Seeing the writing on the wall, even Coun. Donovan Cavers didn’t vote for his own motion Tuesday.
Cavers followed up on a notice of motion from last week that called for development cost charges to be levied on recreation facilities, fire protection and policing.
Currently, developers pay DCCs to go toward roads, water, sewer and other infrastructure to help cover the cost of growth related to their construction.
Cavers wanted the Union of B.C. Municipalities to lobby Victoria to amend the Local Government Act that would allow cities and regional districts to expand the areas where DCCs could be used.
The growth and expansion that new home construction indicates also means there’s more need for services such as police and fire and recreation, he said.
While some council members said they understood Cavers’ point, they wouldn’t jump on board with his cause.
Coun. Tina Lange said the City has a great relationship with builders and developers, who contribute to the community. They charge $10,000 per new home already, she said.
“I don’t want to rock that boat."
Coun. Marg Spina also disagreed with raising DCCs and noted that people from out of town don’t pay any more than local residents to use recreation facilities and other amenities. And the federal and provincial governments often contribute grants to those facilities as well.
“To ask one group, the developers, to cough up more because someone from another area of the city or another town wants to use our facilities, that just wouldn't fly.”
Coun. Pat Wallace boiled it down: “I believe the perception would be we're sticking it to the developers and I don't think that's what we're trying to say. If this passed, we'd see our building stats at zero. I don't think someone would drive another nail here.”

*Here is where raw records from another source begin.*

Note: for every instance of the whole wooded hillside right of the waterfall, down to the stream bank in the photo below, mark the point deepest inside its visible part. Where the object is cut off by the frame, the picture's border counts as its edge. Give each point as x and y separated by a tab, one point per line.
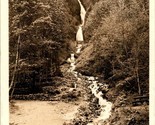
117	51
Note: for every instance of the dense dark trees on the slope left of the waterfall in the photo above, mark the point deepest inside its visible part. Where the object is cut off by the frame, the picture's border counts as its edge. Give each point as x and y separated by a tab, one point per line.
44	30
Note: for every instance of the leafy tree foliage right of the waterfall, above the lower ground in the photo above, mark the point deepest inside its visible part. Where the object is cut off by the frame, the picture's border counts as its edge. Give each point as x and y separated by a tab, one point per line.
120	36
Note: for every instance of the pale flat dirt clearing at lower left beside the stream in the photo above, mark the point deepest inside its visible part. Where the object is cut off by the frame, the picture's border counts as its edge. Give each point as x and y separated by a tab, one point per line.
41	112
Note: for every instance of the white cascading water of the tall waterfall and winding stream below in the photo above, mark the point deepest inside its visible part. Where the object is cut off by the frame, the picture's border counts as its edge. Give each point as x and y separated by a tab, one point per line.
94	85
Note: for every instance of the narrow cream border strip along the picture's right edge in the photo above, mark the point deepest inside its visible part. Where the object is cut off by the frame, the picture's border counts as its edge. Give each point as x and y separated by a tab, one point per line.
152	63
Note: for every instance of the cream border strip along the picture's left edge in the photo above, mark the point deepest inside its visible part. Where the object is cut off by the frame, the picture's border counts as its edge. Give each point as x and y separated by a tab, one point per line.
4	63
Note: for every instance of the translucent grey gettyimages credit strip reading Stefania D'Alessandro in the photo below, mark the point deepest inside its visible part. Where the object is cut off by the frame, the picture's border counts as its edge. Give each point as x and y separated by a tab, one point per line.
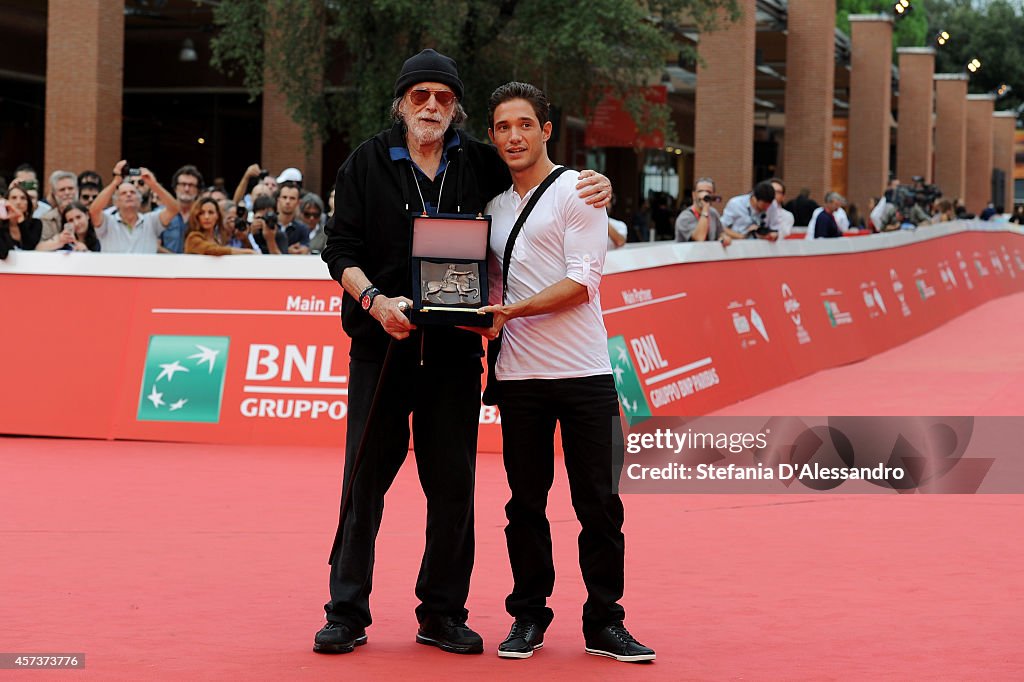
822	455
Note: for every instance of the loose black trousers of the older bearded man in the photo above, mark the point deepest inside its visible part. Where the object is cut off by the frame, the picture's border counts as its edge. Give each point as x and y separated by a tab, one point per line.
445	403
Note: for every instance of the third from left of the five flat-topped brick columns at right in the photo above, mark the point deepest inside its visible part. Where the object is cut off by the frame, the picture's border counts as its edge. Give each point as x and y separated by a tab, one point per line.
951	135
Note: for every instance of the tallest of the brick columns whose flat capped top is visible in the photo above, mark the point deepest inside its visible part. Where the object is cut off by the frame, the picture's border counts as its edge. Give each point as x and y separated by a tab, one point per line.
871	105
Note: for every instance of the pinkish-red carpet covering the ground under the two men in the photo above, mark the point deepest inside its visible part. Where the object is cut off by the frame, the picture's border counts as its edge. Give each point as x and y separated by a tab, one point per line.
172	562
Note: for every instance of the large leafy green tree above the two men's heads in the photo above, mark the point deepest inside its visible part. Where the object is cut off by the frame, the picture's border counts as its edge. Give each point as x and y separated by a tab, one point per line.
574	50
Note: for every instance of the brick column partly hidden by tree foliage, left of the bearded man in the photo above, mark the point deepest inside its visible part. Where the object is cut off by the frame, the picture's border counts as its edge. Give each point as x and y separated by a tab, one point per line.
282	137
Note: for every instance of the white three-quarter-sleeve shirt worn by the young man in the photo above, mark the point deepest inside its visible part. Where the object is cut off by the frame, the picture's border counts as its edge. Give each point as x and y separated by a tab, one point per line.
563	238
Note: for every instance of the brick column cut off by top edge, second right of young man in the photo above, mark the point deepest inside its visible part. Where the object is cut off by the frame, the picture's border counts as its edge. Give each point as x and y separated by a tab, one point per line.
810	81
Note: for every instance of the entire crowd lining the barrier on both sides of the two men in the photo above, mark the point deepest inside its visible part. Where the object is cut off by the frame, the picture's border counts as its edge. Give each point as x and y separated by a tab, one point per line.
274	215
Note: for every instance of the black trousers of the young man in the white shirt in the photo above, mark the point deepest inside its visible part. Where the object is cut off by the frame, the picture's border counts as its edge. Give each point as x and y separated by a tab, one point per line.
587	410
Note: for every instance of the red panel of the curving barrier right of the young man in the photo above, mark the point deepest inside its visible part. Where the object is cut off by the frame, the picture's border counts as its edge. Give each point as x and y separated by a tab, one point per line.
692	338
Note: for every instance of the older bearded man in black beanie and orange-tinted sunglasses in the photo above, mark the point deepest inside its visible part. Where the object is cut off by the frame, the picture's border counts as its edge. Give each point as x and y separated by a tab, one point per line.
423	164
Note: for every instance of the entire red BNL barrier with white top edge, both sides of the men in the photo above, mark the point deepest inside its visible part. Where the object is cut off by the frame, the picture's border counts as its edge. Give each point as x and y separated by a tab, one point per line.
232	351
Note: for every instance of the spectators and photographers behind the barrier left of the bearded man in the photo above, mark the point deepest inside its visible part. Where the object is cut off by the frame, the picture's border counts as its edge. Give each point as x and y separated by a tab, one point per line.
135	214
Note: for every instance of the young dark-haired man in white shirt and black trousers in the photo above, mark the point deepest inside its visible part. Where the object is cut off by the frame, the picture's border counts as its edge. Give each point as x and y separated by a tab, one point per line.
554	368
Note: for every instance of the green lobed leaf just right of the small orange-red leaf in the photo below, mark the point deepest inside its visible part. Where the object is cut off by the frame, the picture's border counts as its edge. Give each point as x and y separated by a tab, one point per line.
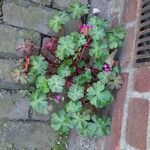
38	66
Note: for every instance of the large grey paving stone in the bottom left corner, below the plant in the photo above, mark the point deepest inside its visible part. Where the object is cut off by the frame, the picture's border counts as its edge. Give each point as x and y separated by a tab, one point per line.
26	136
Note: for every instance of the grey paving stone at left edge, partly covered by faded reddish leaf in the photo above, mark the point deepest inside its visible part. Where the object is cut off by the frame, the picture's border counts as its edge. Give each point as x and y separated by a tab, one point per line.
9	35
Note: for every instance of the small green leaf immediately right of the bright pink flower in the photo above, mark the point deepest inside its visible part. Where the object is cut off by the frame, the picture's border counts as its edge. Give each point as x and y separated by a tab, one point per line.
97	33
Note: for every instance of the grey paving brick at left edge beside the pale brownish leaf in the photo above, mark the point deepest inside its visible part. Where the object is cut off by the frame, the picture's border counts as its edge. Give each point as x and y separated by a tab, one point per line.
6	68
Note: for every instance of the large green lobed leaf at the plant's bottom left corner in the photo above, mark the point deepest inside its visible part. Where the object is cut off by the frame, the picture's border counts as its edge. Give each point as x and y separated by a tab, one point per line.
61	121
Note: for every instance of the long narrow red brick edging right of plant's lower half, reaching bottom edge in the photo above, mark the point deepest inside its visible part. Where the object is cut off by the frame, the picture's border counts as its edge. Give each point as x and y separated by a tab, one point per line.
112	141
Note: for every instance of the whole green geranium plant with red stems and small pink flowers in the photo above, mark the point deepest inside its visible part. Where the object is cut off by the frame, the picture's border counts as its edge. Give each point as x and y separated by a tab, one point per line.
83	73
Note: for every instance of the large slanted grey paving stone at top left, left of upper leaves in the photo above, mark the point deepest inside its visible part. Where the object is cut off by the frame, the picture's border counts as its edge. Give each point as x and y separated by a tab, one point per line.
27	15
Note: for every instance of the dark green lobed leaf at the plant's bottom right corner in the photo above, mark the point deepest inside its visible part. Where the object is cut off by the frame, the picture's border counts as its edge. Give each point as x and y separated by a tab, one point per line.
99	127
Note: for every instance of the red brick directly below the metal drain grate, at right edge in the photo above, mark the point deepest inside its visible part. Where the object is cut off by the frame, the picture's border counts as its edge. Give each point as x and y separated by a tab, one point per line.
142	79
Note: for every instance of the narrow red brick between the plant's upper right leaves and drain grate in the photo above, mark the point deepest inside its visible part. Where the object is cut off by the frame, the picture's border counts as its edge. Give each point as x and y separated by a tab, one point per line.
126	52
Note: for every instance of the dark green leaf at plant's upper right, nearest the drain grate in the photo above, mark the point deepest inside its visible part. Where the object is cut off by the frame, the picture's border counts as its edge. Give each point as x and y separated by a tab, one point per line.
115	37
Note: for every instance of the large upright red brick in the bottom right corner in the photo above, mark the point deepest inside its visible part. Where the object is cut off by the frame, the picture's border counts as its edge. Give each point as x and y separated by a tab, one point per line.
137	123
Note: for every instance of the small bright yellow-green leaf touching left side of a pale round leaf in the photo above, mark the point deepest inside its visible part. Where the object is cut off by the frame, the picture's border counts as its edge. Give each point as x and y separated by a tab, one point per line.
42	84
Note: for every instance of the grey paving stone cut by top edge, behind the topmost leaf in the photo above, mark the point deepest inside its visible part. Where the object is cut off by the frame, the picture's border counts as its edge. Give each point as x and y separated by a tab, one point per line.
63	4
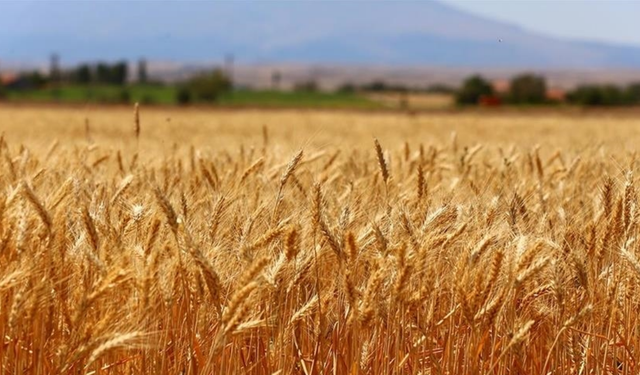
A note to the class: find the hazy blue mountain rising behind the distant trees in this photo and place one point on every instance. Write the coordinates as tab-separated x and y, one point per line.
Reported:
371	33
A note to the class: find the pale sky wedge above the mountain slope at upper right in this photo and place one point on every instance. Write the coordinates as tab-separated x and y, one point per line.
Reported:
599	20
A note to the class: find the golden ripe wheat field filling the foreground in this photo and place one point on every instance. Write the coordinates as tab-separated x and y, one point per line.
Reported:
282	242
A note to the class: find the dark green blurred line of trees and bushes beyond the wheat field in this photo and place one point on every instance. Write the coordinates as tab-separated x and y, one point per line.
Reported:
208	86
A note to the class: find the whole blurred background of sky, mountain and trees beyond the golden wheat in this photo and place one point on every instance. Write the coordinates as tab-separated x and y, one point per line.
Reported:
368	55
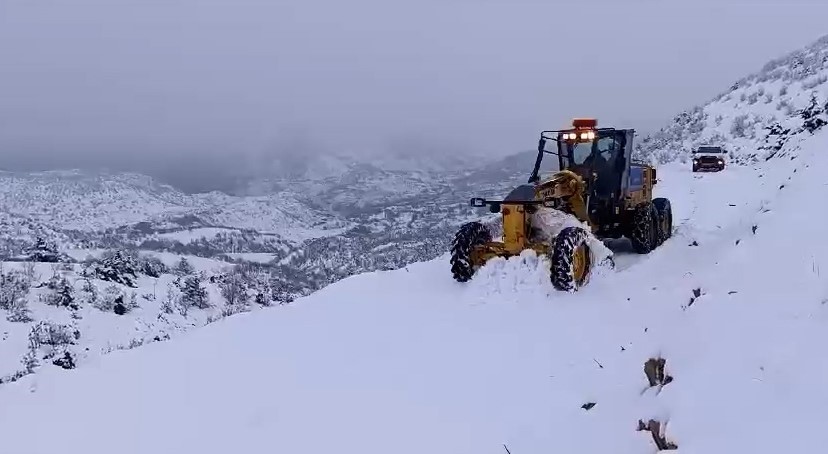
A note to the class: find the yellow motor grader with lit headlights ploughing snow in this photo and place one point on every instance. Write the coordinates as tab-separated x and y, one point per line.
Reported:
596	185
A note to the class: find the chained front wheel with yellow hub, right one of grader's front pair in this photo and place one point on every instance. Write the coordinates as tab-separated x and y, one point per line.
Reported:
571	259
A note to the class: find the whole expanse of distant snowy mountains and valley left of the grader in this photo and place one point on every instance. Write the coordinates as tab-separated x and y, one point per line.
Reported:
379	215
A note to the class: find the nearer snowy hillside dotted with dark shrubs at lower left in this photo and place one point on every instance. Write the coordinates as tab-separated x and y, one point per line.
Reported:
67	314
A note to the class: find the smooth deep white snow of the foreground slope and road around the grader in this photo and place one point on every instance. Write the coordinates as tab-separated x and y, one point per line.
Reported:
409	361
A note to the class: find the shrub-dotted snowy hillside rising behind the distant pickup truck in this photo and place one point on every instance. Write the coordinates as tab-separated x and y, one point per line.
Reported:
755	117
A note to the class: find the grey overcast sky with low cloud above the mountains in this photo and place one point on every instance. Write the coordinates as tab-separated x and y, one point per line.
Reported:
137	80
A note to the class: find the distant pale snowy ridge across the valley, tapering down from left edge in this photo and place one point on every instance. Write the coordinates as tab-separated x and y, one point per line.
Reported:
75	200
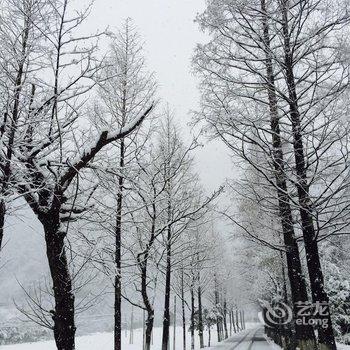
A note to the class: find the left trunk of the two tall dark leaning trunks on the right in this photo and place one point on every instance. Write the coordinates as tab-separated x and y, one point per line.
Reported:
305	337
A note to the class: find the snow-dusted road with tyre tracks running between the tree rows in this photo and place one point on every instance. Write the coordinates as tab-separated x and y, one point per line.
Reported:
252	339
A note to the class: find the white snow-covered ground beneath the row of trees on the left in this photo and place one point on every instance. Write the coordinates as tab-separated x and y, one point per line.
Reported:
104	341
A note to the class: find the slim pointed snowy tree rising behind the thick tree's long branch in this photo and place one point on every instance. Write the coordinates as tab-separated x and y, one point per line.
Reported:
125	91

Cavers said he’d like to see it explored at a provincial level. Growth for its own sake isn’t as popular an idea as it once was, and research shows there’s a point where newcomers put a burden on residents who are already settled in a community.
Coun. Nancy Bepple agreed with his idea of limited growth, but also said the City isn’t required to provide pools, rinks or even fire service beyond inspections. She felt the official community plan would be the place to deal with growth impacts in those areas.
When Mayor Peter Milobar weighed in, saying DCCs are a complicated formula already and this would add more layers, Cavers caved.
He offered to withdraw his motion, but Milobar said it would be better to have a vote to get it dealt with.
So all of council, including Cavers, voted against the motion.